This blog post is about making things clearer…
Have you ever had a hard time explaining to a person that something does not work correctly or breaks when you perform a series of steps? I know I have. I’m pretty sure I speak clearly and am to the point, however it can be hard to describe a problem without actually showing it visually.
So, what can you do when you need to explain some things not working correctly with software? Well, you can write-up the steps, provide screen shots, give them code if possible, and of course a dump might help. However sometimes its hard to explain how to get the behavior without actually showing a person.
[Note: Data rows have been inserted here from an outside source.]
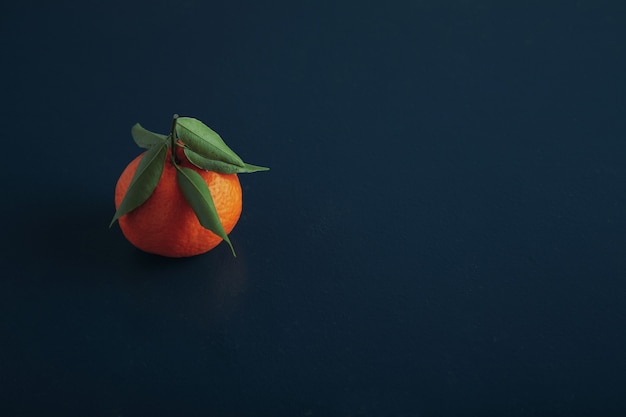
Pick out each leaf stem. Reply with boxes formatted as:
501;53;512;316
170;114;180;166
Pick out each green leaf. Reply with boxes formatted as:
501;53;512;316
184;148;269;174
176;117;245;167
130;123;167;149
109;143;167;227
176;166;237;256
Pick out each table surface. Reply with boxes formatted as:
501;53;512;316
0;0;626;416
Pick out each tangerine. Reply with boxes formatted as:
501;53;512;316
115;147;242;258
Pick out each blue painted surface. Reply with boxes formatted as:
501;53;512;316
0;1;626;417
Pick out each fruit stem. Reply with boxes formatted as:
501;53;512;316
170;114;180;166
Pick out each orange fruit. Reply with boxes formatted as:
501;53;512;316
115;147;242;258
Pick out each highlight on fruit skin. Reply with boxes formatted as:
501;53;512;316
109;115;269;258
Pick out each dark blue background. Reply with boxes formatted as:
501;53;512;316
0;0;626;417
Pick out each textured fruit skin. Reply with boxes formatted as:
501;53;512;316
115;149;242;258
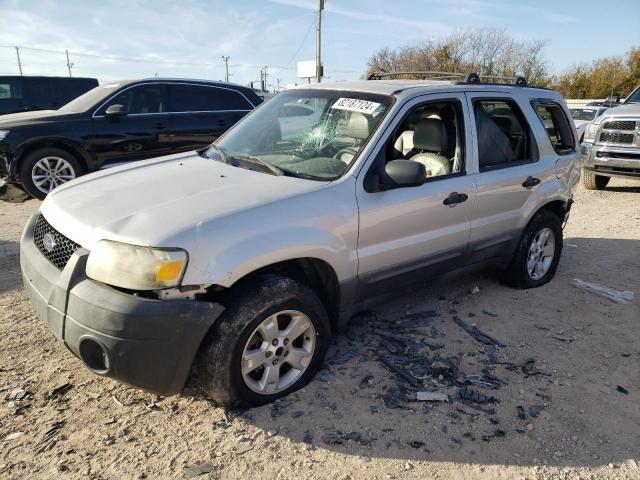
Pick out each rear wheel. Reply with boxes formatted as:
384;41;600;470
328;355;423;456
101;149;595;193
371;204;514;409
20;147;83;200
501;210;562;288
582;170;610;190
195;275;330;407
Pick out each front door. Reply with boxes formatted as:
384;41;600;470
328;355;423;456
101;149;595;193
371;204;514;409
89;83;171;165
356;93;475;298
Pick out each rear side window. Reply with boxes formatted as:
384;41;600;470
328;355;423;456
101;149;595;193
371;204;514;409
99;84;167;115
0;80;22;100
533;100;576;154
473;98;532;171
169;85;253;112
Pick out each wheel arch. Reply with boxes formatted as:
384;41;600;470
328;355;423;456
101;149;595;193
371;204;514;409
209;257;342;330
16;138;91;173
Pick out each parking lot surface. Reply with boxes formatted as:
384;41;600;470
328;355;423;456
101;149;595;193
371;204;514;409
0;179;640;479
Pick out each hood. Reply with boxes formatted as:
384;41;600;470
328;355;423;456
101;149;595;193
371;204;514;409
0;110;79;129
594;103;640;123
41;152;327;250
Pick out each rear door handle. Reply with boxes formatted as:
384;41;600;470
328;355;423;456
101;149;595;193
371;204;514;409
522;177;540;188
442;192;469;205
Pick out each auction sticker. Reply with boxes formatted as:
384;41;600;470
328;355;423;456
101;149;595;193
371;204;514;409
331;98;380;115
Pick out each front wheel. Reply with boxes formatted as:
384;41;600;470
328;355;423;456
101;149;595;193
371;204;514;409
20;147;83;200
195;275;330;408
502;210;562;288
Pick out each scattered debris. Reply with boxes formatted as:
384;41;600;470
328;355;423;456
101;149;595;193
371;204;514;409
482;429;506;442
34;420;65;453
571;278;633;303
458;387;497;403
322;430;371;445
453;315;504;347
49;383;73;398
416;392;449;402
184;463;215;478
552;333;576;343
529;405;544;418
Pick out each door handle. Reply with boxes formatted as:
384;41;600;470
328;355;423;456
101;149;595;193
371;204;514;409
522;177;540;188
442;192;469;205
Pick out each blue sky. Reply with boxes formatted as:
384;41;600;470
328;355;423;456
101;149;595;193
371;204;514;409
0;0;640;84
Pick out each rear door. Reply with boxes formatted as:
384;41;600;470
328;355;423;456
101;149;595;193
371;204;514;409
0;77;27;114
356;93;475;298
88;82;171;165
168;83;253;151
467;92;554;263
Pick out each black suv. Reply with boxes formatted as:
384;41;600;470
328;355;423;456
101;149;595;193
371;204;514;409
0;78;262;198
0;76;98;115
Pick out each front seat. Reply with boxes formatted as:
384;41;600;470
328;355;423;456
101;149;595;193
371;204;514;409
334;112;370;164
407;117;451;177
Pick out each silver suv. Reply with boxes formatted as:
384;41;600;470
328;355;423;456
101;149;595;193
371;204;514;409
582;87;640;190
21;75;580;406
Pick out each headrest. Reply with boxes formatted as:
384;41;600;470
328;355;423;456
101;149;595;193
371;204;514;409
341;112;369;140
413;117;447;153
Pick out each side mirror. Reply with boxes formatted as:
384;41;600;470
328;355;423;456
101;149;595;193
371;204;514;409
380;160;427;188
104;103;129;118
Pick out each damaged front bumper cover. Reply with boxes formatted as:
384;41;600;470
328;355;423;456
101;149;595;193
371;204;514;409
20;214;224;395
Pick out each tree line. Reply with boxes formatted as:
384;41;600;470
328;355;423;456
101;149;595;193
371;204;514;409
365;27;640;98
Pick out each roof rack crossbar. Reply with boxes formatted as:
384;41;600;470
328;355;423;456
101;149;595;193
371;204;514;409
367;71;527;87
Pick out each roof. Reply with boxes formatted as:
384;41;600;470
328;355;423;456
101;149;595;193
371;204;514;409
297;80;551;95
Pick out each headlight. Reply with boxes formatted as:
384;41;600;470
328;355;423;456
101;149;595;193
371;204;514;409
87;240;188;290
583;123;598;143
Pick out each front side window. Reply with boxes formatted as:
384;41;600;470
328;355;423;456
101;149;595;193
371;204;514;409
169;84;253;113
534;101;575;154
99;85;166;115
386;100;464;180
0;80;22;100
473;99;532;171
204;90;392;180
Microsoft will often do a Live Meeting session in order to see a reproduction of an issue. However, there are times when it’s hard to get the different groups coordinated in order to show the repro live or hard to repro the problem at a given time.
So, what to do? Ahhh there is hope and its free.
Windows Media Encoder
What’s this Windows Media Encoder? Does it convert video formats? Well, it does many things. What I’d like to point out is that it can record the video of whats on your screen or in a specific window.
To record video:
· Run Windows Media Encoder
· Select “Custom Session”
· Click “Configure” next to the “Screen Capture” pull-down on the Sources tab and pick the full screen or window you want to record.
· Click the “Output” tab.
· Set the options here you want. I usually uncheck all the boxes except “Archive to file” and “Index file”.
· If you “Archive to file”, then be sure to set the filename.
· Under the Compression Tab I usually pick “File Archive” and leave the other settings at their default. Although, setting the Video quality to Medium quality does produce acceptable output.
· If the image is recorded blurry, you may need to fiddle with the settings such as setting it to Deinterlace under the Processing tab or tweak the video quality settings under the Compression tab.
Hmmm, maybe I should record a video on doing a video?
Oh, yes there are few other points:
While the program is running, you may get a bit of a slow-down. Seems like it would be an expected thing, eh?
The files created can grow quickly depending upon the settings you use, so understand the growth-rate of your settings and watch the size as needed.
Recording what happens in a window will also capture the child windows/pop-ups, etc – this cool and very helpful.
If you have a message which is being displayed so quickly in a window that you cannot read it, then capturing it (with capture settings set to a high value) may help you see what it actually says. Once captured, you can play the stream back and pause when the message is displayed.
Such recordings are helpful for explaining the reproduction of an issue. I hope this tip helps you.